Step 5: View database and table information
-
Connect the EMR Serverless StarRocks instance. For details, see Connect StarRocks instance (client mode) 。 -
Execute the following command to query database information. show databases; The return information is shown below. +--------------------+ | Database | +--------------------+ | _statistics_ | | information_schema | | flink_cdc | +--------------------+ 3 rows in set (0.00 sec) -
Query data table information.
Step 6: Verify the inserted data
-
use Step 1: Create a MySQL source data table Connect the test account created in to the MySQL instance. Please refer to Log in to RDS MySQL through DMS 。 -
Execute the following command in the RDS database window to insert data into the tables orders and customers.

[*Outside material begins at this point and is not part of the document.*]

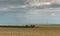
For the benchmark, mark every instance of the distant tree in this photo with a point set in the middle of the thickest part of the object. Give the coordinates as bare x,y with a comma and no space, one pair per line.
26,25
32,26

INSERT INTO flink_cdc.orders(order_id,order_revenue,order_region,customer_id) VALUES(1,10,"beijing",1); INSERT INTO flink_cdc.orders(order_id,order_revenue,order_region,customer_id) VALUES(2,10,"beijing",1); INSERT INTO flink_cdc.customers(customer_id,customer_age,customer_name) VALUES(1, 22, "emr_test"); -
Connect the EMR Serverless StarRocks instance. For details, see Connect StarRocks instance (client mode) 。 -
Execute the following command to query the ODS layer data. -
Execute the following command to query DWD layer data. -
Execute the following command to query DWS layer data.